Another identified phosphorylated tau as a possible predictor. Yet another study, which found significant changes in the retinas of people who had died with Alzheimer’s disease, suggests that retinal screening might be a noninvasive method of detecting the early stages of Alzheimer’s.

In addition to the new medications that target amyloid plaques, other therapies under investigation are showing promise.

In a study in mice, researchers identified that nerve cells in the mammillary body were particularly susceptible to neurodegeneration and they could reverse resulting memory impairments by treating them with a drug that is now used to treat epilepsy.

Dr. MacSweeney agreed that mammillary bodies were worth further investigation:

“Similar findings have been elucidated in humans, and Tsai’s lab is now working on further defining how the lateral neurons of the mammillary body are connected to other parts of the brain, to figure out how it forms memory circuits and how to then design very targeted new treatments for Alzheimer’s disease, to prevent progression of symptoms and, ideally, to prevent symptoms developing in the first place.”

This area of the brain has also been the focus of research into deep brain stimulation to alleviate Alzheimer’s disease symptoms.

Although this treatment generally involves inserting electrodes into the brain, a new noninvasive method called chemogenetics showed promise in a mouse model, prompting calls for further research into its potential.

One avenue of research includes the identification of drug targets that could mimic its beneficial effects in people with Alzheimer’s disease.

The molecule mRNA might be another target in combating Alzheimer’s disease. A study from China recently found that modifying mRNA in mice helped improve the cognitive symptoms of Alzheimer’s disease.

“Dementia can be solved, but it won’t be from targeting a single health factor. We need to leave no stone unturned for each individual at risk for Alzheimer’s, optimizing sub-optimal factors throughout life and into old age. This gives us each the best odds of achieving successful aging free of the chronic disability associated with AD and other neurodegenerative dementias.”

— Dr. David Merrill

There may not yet be a cure for Alzheimer’s disease but, with the renaissance of research efforts focused on this disorder, the outlook will likely become brighter for the many people affected by it.

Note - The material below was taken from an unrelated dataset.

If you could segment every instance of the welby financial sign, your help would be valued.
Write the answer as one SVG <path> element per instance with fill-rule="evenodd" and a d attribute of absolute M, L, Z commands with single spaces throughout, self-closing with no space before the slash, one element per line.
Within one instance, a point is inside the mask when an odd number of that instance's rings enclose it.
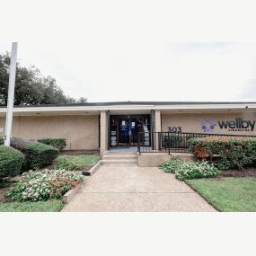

Perhaps the last word should go to Dr. Maria C. Carrillo, chief science officer of the Alzheimer’s Association.

“As with any renaissance, the invigoration of the Alzheimer’s and dementia field comes with vigorous debate and disagreement, those who cling on to established ideas and those who seek to smash the status quo,” said Dr. Carrillo.

“This debate and disagreement [are] essential in research, and as a community, we must be grounded in evidence to drive our progress,” she emphasized.